Aleta Nieva-Nishimori, ABS-CBN News

Posted at Feb 06 2020 06:10 PM | Updated as of Feb 06 2020 07:27 PM

PH better prepared now than in SARS, but nCoV threat greater: ex-health chief 1
People scramble to buy face masks in a medical supply store a day after Philippine government confirmed the first novel coronavirus case, in Manila, January 31, 2020. Eloisa Lopez, Reuters

MANILA - A former health secretary on Thursday said the government must beef up its efforts in containing the spread of the fast moving 2019 novel coronavirus (2019-nCoV), as this is a harder battle than the outbreak of the Severe Acute Respiratory Syndrome (SARS). 

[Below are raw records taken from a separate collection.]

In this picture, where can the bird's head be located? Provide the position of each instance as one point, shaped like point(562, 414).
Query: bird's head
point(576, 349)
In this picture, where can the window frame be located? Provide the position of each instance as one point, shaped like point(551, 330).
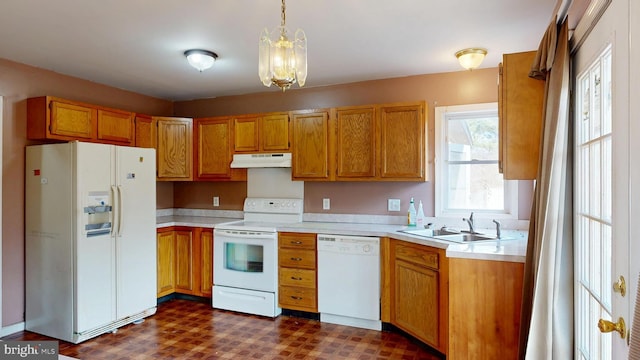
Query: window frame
point(442, 113)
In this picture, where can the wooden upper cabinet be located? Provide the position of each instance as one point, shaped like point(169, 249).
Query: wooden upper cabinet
point(520, 101)
point(275, 132)
point(403, 142)
point(116, 126)
point(54, 118)
point(246, 134)
point(356, 142)
point(261, 133)
point(145, 133)
point(310, 156)
point(174, 148)
point(213, 150)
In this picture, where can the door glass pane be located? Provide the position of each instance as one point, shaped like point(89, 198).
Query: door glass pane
point(244, 257)
point(592, 185)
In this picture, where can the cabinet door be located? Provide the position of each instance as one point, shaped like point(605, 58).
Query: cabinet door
point(520, 110)
point(174, 148)
point(72, 120)
point(116, 126)
point(145, 133)
point(403, 142)
point(246, 134)
point(206, 262)
point(356, 143)
point(213, 148)
point(166, 263)
point(416, 301)
point(274, 132)
point(310, 156)
point(184, 261)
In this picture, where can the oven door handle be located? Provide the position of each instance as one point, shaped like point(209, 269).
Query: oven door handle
point(243, 234)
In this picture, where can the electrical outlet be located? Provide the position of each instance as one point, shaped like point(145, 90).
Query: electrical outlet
point(326, 204)
point(393, 205)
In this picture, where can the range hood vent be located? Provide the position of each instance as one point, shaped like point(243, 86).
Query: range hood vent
point(261, 160)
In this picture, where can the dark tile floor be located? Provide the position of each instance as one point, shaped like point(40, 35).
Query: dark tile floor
point(183, 329)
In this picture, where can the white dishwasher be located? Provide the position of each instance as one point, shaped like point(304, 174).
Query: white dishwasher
point(349, 280)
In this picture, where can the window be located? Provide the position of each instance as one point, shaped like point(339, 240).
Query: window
point(467, 154)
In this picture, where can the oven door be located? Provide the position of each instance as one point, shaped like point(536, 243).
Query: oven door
point(245, 259)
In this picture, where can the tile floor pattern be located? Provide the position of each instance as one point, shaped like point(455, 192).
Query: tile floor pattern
point(183, 329)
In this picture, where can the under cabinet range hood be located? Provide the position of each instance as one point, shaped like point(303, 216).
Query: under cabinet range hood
point(261, 160)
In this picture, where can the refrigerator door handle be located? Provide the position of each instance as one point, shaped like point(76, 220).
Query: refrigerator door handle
point(120, 210)
point(116, 210)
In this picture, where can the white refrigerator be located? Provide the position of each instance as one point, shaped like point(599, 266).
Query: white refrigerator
point(90, 227)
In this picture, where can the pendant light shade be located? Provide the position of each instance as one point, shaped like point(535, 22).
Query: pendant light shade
point(282, 61)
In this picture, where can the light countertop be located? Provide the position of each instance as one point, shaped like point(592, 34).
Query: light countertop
point(512, 250)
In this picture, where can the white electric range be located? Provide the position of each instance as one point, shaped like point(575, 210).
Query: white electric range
point(245, 274)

"The capacity of government during SARS and now is maybe 2 or 3 times greater. its better, but the threat seems 5 to 10 times more," said Dr. Manuel Dayrit.

Dayrit, who headed the health department during the SARS outbreak in 2002, said the 2019-nCoV is much more explosive than SARS.

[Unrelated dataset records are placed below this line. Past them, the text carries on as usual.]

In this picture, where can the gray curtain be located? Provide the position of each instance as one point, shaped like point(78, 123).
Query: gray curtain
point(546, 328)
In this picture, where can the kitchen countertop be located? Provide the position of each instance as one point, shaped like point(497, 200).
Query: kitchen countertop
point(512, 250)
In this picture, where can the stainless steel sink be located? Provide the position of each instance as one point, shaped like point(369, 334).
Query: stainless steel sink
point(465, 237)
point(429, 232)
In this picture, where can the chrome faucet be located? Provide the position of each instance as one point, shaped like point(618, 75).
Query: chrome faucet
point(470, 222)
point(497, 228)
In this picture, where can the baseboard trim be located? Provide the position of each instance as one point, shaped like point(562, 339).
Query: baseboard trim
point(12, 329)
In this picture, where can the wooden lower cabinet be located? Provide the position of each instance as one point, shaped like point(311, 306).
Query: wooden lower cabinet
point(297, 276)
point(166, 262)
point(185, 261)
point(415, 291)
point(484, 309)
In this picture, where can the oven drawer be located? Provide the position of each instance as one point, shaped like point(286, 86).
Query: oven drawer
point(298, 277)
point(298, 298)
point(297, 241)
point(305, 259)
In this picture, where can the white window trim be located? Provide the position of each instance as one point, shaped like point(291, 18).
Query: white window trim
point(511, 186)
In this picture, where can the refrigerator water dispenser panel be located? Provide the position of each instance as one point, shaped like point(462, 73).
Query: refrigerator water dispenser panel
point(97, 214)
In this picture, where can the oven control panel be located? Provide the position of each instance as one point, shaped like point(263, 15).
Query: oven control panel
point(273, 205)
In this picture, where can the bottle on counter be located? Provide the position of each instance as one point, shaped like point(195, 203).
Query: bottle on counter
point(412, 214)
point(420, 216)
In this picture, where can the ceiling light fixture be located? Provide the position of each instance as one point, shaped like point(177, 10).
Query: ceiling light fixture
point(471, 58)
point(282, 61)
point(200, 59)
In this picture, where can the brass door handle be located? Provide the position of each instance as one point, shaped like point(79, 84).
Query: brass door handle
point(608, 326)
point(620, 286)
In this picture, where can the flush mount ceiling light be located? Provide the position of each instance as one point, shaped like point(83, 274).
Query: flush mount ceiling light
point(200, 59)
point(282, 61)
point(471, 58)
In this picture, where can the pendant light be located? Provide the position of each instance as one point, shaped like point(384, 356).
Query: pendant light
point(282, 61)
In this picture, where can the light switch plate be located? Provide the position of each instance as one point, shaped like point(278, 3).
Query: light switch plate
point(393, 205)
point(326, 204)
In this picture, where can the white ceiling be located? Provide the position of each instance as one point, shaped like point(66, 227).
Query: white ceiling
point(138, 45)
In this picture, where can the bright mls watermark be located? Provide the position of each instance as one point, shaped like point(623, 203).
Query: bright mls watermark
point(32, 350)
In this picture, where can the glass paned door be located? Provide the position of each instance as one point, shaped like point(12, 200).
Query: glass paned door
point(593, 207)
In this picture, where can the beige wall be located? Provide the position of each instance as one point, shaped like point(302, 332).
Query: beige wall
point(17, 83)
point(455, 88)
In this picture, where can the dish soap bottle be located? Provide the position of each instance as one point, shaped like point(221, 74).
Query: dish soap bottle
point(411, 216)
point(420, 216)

In SARS, Dayrit said for every 10 infected person, 1 died. But in the new coronavirus, 2 died for every 100 infected person.

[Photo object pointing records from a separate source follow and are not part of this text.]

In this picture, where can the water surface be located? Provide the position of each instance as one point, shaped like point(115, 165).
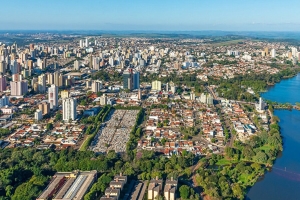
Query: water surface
point(283, 182)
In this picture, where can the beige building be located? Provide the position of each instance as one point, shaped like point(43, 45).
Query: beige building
point(170, 189)
point(156, 85)
point(44, 107)
point(154, 188)
point(64, 94)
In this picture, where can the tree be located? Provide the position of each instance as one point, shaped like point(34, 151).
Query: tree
point(49, 126)
point(261, 157)
point(184, 191)
point(237, 191)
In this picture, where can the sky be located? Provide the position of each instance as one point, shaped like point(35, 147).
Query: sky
point(163, 15)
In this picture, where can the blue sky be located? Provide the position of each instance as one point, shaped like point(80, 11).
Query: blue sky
point(166, 15)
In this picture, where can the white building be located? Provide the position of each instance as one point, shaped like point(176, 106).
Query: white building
point(156, 85)
point(103, 100)
point(42, 83)
point(4, 101)
point(53, 96)
point(232, 53)
point(86, 42)
point(69, 109)
point(261, 105)
point(111, 61)
point(38, 115)
point(96, 63)
point(96, 86)
point(76, 65)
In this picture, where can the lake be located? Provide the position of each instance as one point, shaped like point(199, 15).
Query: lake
point(283, 181)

"But that could change as the virus spreads very, very rapidly. Many people get infected but not everybody dies. The case fatality, as they say-- which is the fraction of those who died over those who are infected--may be smaller. But actually, you have a large number of cases. In the end, you'd still have a significant number of deaths," Dayrit said in an interview on ANC's Headstart.

The 2019-nCoV has killed over 500 people and infected some 27,300 mostly in China.

Comparing it to the SARS outbreak, Dayrit said it took about 3 months before it reached Hong Kong. In the case of the coronavirus, the cases spiraled far, exceeding the total for SARS.

"In SARS, we had 8000 cases worldwide over 9 months. For coronavirus, we have 20,000 already in a month," he said.

In the Philippines, there are 133 patients under observation for possible coronavirus infection. Health authorities are also tracing people who came in close contact with three Chinese patients with confirmed 2019-nCoV cases.

With the experience in handling the SARS outbreak, Dayrit shared that its all about capacity.

"You'd have to think of it in terms of component for controlling an epidemic," Dayrit said. 

He said the first one should be preventing the entry of imported cases. 

"Don't load the country with a lot of tourists particularly from Wuhan which is the epicenter," he said.

The virus originated from the Chinese City of Wuhan in Hubei Province. The city has since been on a lockdown.

"Now, people are sort of used to this outbreaks. They travel. It’s a different context. At that time, we didn't initiate a travel ban there, nobody travelling that much. But now people are travelling even when they're in the face of an outbreak," he said.

Coronaviruses are a large family of viruses that can cause infections ranging from the common cold to SARS. Some of the virus types cause less severe disease, while some - like the one that causes Middle East Respiratory Syndrome (MERS) - are far more severe.

No local transmission has been reported in the Philippines as the 3 confirmed cases are imported from Wuhan City.

"If we get local transmission here, every infected case then has the potential of multiplying. For n-CoV, they say the reproductive rate is about 3, which is 1 person can infect 3 other people and those 3 other people can in turn infect 3 other people each...and therefore can be an exponential spread," he said.

The way to stop it from spreading he said is to isolate infected persons.

"My fear here is if you get local transmission and get a significant number of cases say 10, 15, 20, 30 and you have it in a place that doesn't have enough isolation rooms, then you're in trouble," he said.

While authorities need to prevent the entry of imported cases, they also need to prevent local transmission that imported case may actually cause, he stressed.